Depuis un demi-siècle, l'essentiel des efforts de la fabrique urbaine porte sur la construction neuve, toujours plus loin. Mais 80 % de la ville de 2050 est déjà là : c'est son adaptation, bien plus que la construction neuve, qui devrait être la priorité.
Le vrai enjeu : tout le stock, pas seulement le flux
La France construit environ 350 000 logements neufs par an, mais les débats se concentrent trop souvent sur ce chiffre alors que l'enjeu concerne l'ensemble des 36 millions de logements du pays. Le pays compte déjà plus de trois millions de logements vacants — un potentiel largement sous-exploité pour recréer une offre de qualité dans les centres urbains, aux côtés d'une vacance parfois spéculative liée aux plateformes de location touristique.
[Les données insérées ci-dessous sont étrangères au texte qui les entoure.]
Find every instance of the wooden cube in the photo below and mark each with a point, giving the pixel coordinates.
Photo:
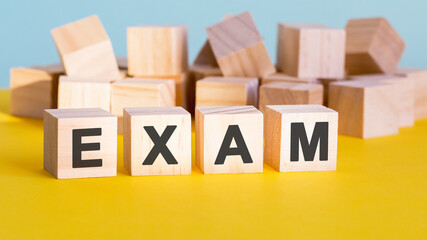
(310, 50)
(373, 46)
(138, 92)
(83, 93)
(286, 93)
(157, 141)
(419, 77)
(85, 49)
(229, 139)
(80, 143)
(300, 138)
(157, 50)
(239, 48)
(34, 89)
(227, 91)
(367, 109)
Sur le plan énergétique, la Stratégie nationale bas carbone prévoit une réduction de 95 % du budget carbone du secteur du bâtiment d'ici 2050. Avec trois millions de chaudières au fioul encore en fonctionnement et l'essentiel du parc construit avant 2000 à réhabiliter, l'ampleur de la tâche impose une réhabilitation globale plutôt que des gestes techniques partiels.
L'urbanisme circulaire, une réponse par les boucles
C'est dans ce chapitre que le livre introduit le concept d'urbanisme circulaire développé par Sylvain Grisot dans son Manifeste : chercher d'abord la réponse à nos besoins dans la ville existante, à travers cinq boucles complémentaires. Éviter de construire, en intensifiant les usages des bâtiments déjà là. Éviter de déconstruire, par la transformation du bâti existant. Densifier dans l'enveloppe urbaine déjà consommée. Recycler des espaces urbains en friche. Renaturer enfin certains espaces, en leur rendant des usages naturels.
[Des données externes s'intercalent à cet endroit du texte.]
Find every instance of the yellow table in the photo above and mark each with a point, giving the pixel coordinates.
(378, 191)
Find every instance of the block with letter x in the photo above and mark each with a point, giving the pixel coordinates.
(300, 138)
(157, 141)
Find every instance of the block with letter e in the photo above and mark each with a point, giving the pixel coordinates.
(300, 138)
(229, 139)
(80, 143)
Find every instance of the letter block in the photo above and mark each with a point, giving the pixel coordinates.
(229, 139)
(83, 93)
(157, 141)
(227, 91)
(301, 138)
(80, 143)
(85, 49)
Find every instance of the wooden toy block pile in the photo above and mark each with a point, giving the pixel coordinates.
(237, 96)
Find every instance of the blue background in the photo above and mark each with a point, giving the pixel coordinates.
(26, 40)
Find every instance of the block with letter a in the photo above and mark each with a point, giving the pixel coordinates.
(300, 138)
Repenser ainsi la ville suppose de reconsidérer le territoire non comme un bien économique quelconque, mais comme un commun : l'article 1 du Code de l'urbanisme rappelle que « le territoire français est le patrimoine commun de la nation ».
Le foncier invisible et les nouveaux métiers
Rien qu'en Île-de-France, les premiers recensements ont permis de repérer plus de 2 700 friches pour près de 4 200 hectares. Ce foncier invisible, ajouté aux équipements publics sous-utilisés et au tissu pavillonnaire mal isolé, représente un gisement considérable pour répondre aux besoins sans étalement supplémentaire.
Cette transformation appelle, selon les auteurs, toute une génération de métiers encore émergents : urbaniste des temps, ingénieur en non-construction, picopromoteur, animateur des mutations pavillonnaires, aménageur agricole, écologue urbain, paysagiste du macadam.
« 80 % de la ville de 2050 est déjà là ! Les enjeux de l'adaptation de la ville existante sont donc la priorité. »
Les propositions du chapitre
- Rompre avec la démolition systématique des bâtiments existants pour favoriser leur réhabilitation.
- Mettre en place des politiques nationales et une mobilisation financière à la hauteur des enjeux d'adaptation du bâti et de la ville.
- Mobiliser l'ensemble des professionnels autour de l'adaptation globale du bâti et de la ville, au-delà des seules questions énergétiques.
- Investir dans la prise de conscience et le développement des compétences des professionnels.